Okay so commuting in Metro Manila objectively sucks. The traffic is a nightmare, public transport is not that reliable, the roads are bad, and sometimes you genuinely question your time management skills. But then you realize no, it’s not you, the system is just terrible and you’re doing your best to make it work for you. Sometimes it does, sometimes it doesn’t.
But here’s the thing. I actually kind of like it?
There’s this weird peace I find in the middle of all the chaos and I still can’t fully explain it. Like, everyone around me is tired, we’re packed in together, the jeep is loud, the traffic isn’t moving, and yet something in me just… settles. Maybe it’s because for that stretch of time, there’s nothing I can do. No tasks, no decisions, nowhere else I’m supposed to be other than exactly where I am. I’m just waiting, moving slowly, existing. And somehow that’s enough.
Being a Nobody
I put my music on and suddenly I’m a nobody. Just one small piece of this big moving city, a face in the crowd that no one’s looking at, going somewhere like everyone else. And that anonymity is genuinely comforting.
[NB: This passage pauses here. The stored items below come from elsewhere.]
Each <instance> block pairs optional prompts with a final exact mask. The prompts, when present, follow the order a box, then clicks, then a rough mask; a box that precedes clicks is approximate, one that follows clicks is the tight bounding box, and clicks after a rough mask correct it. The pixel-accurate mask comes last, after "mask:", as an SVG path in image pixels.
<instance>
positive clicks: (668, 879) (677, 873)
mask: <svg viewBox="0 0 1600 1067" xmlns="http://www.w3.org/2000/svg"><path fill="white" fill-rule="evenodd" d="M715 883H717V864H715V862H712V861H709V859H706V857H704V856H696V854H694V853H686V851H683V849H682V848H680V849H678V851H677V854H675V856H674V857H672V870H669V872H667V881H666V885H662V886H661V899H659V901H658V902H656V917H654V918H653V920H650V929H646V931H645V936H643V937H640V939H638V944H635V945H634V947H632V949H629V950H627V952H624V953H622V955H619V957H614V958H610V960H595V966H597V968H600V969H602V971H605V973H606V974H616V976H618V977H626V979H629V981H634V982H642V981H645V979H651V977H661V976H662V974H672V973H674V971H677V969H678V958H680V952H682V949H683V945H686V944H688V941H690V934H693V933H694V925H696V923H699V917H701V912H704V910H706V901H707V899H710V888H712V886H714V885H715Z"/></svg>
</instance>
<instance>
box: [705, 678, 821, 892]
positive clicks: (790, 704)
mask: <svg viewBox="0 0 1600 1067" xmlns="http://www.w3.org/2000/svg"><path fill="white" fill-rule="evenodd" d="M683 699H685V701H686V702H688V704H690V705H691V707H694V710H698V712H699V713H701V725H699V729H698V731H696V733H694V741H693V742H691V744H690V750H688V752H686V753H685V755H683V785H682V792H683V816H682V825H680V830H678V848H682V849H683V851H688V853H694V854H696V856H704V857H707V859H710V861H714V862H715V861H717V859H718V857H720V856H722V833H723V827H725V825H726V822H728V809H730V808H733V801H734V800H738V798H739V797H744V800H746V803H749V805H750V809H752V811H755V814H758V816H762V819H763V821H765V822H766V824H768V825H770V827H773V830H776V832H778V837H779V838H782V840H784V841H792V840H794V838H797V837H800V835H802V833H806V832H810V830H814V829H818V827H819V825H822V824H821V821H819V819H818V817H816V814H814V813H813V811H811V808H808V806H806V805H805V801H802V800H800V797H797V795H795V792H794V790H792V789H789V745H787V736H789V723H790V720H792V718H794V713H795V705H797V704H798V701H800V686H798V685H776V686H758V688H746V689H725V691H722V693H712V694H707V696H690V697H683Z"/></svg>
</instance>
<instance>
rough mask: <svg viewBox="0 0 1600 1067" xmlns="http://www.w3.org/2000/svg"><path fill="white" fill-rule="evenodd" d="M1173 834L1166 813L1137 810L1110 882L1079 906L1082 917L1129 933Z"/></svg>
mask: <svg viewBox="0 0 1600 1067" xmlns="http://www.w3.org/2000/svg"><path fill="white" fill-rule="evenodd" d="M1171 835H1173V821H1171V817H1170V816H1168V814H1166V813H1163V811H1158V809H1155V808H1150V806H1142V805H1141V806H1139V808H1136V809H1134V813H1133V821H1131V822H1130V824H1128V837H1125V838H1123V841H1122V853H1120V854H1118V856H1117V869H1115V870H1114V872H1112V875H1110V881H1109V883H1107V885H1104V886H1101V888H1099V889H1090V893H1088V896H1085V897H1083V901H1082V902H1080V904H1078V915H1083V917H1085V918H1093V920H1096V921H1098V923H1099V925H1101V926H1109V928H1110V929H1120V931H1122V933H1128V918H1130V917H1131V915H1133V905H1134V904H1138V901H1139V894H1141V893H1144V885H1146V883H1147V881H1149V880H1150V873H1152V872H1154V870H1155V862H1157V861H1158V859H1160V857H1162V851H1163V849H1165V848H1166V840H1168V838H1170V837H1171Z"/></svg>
There’s no pressure to be anything. I don’t have to perform or think too hard. I just get to be.
There’s something about walking in step with everyone else too. Everyone moving in the same direction, the same rhythm, the same tired shuffle toward the exit or the platform or the next connection. You’re not alone in it. You’re just one of thousands doing the exact same thing, and somehow that’s weirdly comforting. Like being part of something without having to join anything.
I spend half the time zoning out, looking out the window, watching the city pass by like it’s a movie I didn’t choose but got really into anyway. And the other half I’m quietly observing people; their outfits, their watches, what phone they’re using, the little details. Building stories about them in my head. Who they are, where they’re going, what their life looks like when they get off at their stop. It’s such a small thing but it makes me feel oddly connected to everyone around me even though we’ve never spoken and probably never will.
Strangers
I think that’s the part that gets me the most. We’re all strangers. We’re all tired. We’re all just trying to get from one place to another. And there’s this unspoken thing between everyone on that LRT or bus where we just get it. No words needed. Just people, living their lives, side by side for a few stops.
It’s chaotic and exhausting and I really wish the system wasn’t such a mess. But that weird, quiet peace I find in it, in the noise, in the crowd, in having nowhere to be but here, I don’t really find that anywhere else. And I think that’s worth something.